My mind tends to wonder a bit when I drive long distances. Sometimes it goes in very weird directions. For some reason I started thinking about encoding characters in binary. Yeah, pretty weird. Anyway I was reminiscing on RADIX-50 (aka RAD-50) which was a way back in the days of expensive memory of encoding file names in fewer Binary words. Specifically if you had 8 character file names and 3 character files extensions (which is what we had back in the day) you could use one byte for each character which meant you had to use eleven bytes or six words. using RAD-50 you could encode the same file name in four words by packing three characters in each word. Wow! A 25% saving in space. Of course you had to limit yourself to a small character subset – in this case about 40 characters. So I started asking myself how many bits does one need to encode a given number of characters? From there is was a simple jump (ok it is in my weird mind) to “how many characters are there in an alphabet?”
If you are in to subtle clues you may have noticed that I said “an alphabet” rather than “the alphabet.” Why? Well it turns out, and this does not seem to be widely known by American students, there are more alphabets than just the English alphabet. Some of them have more (perhaps some with fewer) than 26 characters. So before you know how many bits you need you have to know which alphabet you are dealing with. Now some people will say “what does it matter? I am writing my application for English speakers.” In today’s world that is not going to cut it.

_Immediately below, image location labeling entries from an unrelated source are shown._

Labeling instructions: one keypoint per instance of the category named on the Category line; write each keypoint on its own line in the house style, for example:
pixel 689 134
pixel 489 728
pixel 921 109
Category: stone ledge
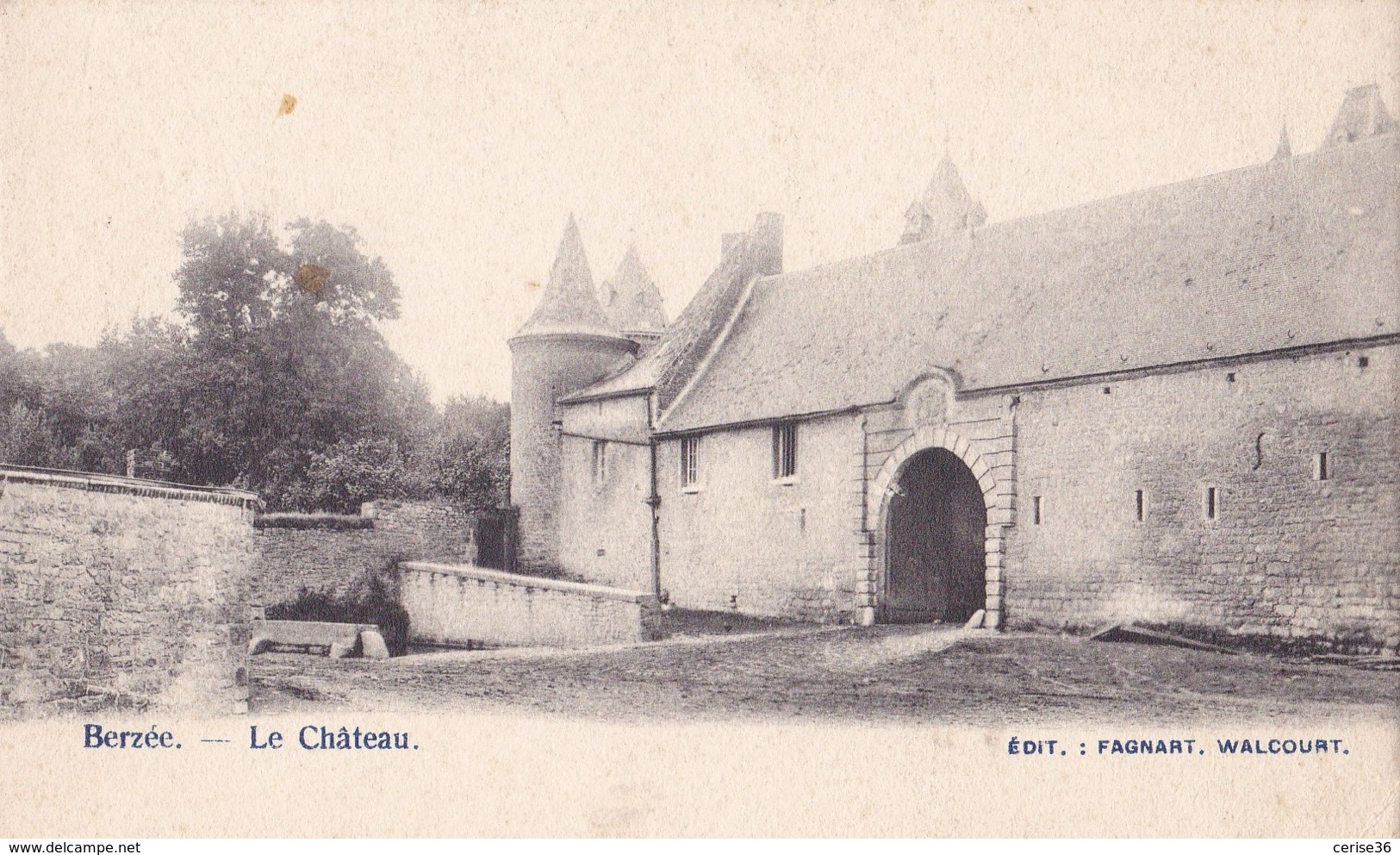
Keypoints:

Too much of the market for technology and software is international.
This is why were the computer industry used to standardize on ASCII and EBCDIC (two standards developed in English language and being very English centric) we now use a lot more Unicode which supports some 109,000 characters and 93 different scripts or alphabets. It also requires more bits per character. Good thing memory is cheap these days.
Of course representing the characters is one thing, using them to sort data is another. Did you know that some scripts do not have a specific order and are not used for sorting? Me either but I ran into that while researching links for this post. And in some languages letters with special marks over them are new characters and in some they are not. And does it make a difference if the letters are uppercase or lowercase? Ouch. Some of the commonest things in the world are more complicated than we realize.

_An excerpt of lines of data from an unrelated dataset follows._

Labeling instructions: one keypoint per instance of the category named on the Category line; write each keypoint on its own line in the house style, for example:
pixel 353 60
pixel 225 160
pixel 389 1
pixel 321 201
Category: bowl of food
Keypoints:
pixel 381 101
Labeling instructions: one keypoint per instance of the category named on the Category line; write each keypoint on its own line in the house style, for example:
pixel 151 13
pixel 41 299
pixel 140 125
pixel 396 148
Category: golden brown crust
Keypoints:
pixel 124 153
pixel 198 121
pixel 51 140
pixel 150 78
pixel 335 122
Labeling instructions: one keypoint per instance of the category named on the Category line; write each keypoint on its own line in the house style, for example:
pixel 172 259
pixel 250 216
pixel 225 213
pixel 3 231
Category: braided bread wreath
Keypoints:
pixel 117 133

Fortunately for most of us there are library routines to handle this stuff for us. Sort routines in the .NET framework for example have options for dealing with multiple languages, different or special sorting orders and of course different character sets. Jumping back to the beginning when I was working for Digital Equipment Corporation which invented and used the Radix-50 system the various programming tools had functions to handle the character encoding and decoding. When I left there I had to write my own functions to do the decoding so that I could read magnetic tapes that had my personal data on them. That was educational.
So what is the point? Well the point is that these are things we don’t often think about but people who want to get involved at the systems level or even just properly understand the issues around making international products do have to think about them. And by the way if you read the Wikipedia article on Unicode you’ll find that for all the good intentions and smart people working on the problem there is still controversy.
One last thing, if you are ever on an interview and someone asks “ how many bits are needed to encode an alphabet” be sure and ask them which one. It’s a trick question.